William lo fulminó con la mirada. Sebastian se alegró de haber sido el causante de la muerte de su hermano. Cuando se enterara, su dolor sería eterno. Al menos es un consuelo, pensó. Había borrado de la calle a un delincuente. Y esta vez no le pesaría. Como cuando mató a Sam Darden.  

Ivonne movió la cabeza. Después parpadeó. Eso le sirvió a Sebastian para que William rebajara la tensión con el cuchillo. Enseguida la chica comenzó a murmurar. Y a remover las piernas y los brazos. William le lanzó una mirada. Como si acabara de descubrir que estaba allí. 

—¿Dónde estoy? —musitó Ivonne. 

William se enderezó sin dejar de mirarla. Sebastian observó que arrugó el entrecejo. Se echó hacia adelante y propinó un cabezazo en la pierna de William. El golpe se propagó por toda la cabeza de Sebastian. Fue como si le estrujaran el cerebro. 

El captor cayó al suelo. El cuchillo se escapó de su mano. Las miradas de ambos hombres se cruzaron. Cada uno se asomó al alma del otro. Sebastian supo que su final era inminente. Acudió a su mente la imagen de Dora. William se apoderó del cuchillo. Se acercó a Sebastian con la intención de clavárselo por un costado. Sebastian dobló el cuerpo como pudo. No podía hacer nada más con las manos apresadas. 

—En el fondo lo estabas buscando —susurró William. 

Justo cuando el cuchillo viajaba hacia el costado de Sebastian, se oyó un disparo. La expresión de William fue como si, por un instante, rompiese a llorar. Luego cayó de rodillas. Un hilo de sangre brotó de repente de su boca. 

Al desaparecer el cuerpo de la visión de Sebastian, observó a Laura con la Beretta en la mano.

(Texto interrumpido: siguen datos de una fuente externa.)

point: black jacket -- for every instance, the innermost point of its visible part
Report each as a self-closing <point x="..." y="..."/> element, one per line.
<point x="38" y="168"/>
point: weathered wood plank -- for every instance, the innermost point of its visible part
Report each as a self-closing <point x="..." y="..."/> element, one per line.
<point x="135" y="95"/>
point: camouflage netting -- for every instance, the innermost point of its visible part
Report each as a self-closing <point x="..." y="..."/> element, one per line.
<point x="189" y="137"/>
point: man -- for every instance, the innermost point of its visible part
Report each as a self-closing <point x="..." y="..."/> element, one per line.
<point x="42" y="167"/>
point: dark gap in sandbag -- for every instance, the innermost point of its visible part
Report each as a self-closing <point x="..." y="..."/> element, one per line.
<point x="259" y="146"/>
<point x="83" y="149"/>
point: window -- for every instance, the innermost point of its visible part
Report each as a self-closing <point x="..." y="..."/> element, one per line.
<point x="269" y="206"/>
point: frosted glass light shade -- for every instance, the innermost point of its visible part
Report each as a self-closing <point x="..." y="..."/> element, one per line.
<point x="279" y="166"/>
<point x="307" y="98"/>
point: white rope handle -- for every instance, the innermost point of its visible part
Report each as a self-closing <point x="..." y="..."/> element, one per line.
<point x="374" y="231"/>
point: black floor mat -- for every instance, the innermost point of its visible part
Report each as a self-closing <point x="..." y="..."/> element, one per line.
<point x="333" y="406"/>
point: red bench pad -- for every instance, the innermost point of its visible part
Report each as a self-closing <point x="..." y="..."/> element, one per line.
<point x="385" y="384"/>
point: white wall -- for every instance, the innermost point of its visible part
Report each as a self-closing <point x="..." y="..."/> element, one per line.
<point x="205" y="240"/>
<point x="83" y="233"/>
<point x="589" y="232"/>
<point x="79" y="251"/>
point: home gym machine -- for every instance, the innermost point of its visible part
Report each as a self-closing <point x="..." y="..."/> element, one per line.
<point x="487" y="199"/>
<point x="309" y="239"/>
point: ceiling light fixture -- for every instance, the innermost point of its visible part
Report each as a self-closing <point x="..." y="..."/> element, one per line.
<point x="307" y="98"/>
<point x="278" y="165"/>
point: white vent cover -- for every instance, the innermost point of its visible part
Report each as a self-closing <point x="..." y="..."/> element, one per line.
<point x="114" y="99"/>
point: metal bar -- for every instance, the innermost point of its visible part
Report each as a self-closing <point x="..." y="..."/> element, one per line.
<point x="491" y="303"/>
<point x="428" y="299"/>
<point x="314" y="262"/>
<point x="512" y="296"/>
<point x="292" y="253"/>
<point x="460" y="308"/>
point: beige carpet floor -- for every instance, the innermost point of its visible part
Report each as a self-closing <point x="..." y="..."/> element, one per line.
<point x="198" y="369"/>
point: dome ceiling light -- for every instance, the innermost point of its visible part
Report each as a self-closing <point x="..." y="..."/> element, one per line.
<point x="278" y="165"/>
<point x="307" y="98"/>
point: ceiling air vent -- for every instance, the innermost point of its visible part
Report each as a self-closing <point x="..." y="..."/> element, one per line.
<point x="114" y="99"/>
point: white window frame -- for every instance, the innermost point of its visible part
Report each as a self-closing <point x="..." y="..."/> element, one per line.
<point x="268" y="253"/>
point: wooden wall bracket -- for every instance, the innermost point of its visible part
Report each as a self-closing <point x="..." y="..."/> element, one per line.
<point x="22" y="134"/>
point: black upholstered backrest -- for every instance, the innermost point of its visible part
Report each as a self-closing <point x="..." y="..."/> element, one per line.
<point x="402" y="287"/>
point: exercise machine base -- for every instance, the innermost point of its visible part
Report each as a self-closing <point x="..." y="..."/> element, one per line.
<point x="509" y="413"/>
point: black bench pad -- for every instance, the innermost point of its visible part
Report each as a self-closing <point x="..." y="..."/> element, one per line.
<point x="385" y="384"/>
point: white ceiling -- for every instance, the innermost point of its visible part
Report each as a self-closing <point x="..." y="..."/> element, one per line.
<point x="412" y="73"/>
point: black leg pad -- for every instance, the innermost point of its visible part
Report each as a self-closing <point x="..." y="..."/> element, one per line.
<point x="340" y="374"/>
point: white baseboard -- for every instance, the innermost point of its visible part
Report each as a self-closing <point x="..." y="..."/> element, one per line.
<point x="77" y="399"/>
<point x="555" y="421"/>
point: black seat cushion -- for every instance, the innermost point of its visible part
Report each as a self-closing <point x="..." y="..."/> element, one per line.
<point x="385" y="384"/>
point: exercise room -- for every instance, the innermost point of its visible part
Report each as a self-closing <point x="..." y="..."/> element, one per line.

Estaba de pie junto a la mesa, con el rostro pétreo, sin rastro de arrepentimiento. No era la primera vez que usaba un arma. 

Se formó un tenso silencio hasta que Ivonne vomitó. Sebastian de un puntapié comprobó que William estaba muerto. 

Laura dejó la Beretta sobre la mesa. Soltó las correas de Sebastian e Ivonne. Una adolescente le había salvado la vida. Cuánto se alegraba de que hubiera seguido su instinto y no hubiera permanecido en el coche. 

Respiró hondo mientras procuraba tranquilizarse. Debía recomponer sus pensamientos con objeto de salir cuanto antes de la casa, justo cuando su mente le exigía ya un receso. 

Laura se dejó caer sobre los brazos de Sebastian. Estaba extenuada. El esfuerzo de regresar a salvarle la vida le pasaba factura. Desconocía a la chiquilla. Pero se había ganado su absoluta admiración. Antes de dejarla sobre el suelo con cuidado, se fijó en los ojos de colores diferentes. 

Salió corriendo, bajó por el sendero de gravilla y llegó hasta el coche. Puso primera y regresó a la casa. El cuerpo le temblaba por el frío y la excitación. 

Aunque lo ideal hubiera sido alejarse cuanto antes de la ciudad, pensó que lo más sensato sería dejar a Laura en un hospital. Ivonne, debido a su condición de inmigrante ilegal, era obligado llevarla a María para que le atendiera. Después las llevaría hasta la frontera para que pasaran a México. No había tiempo que perder.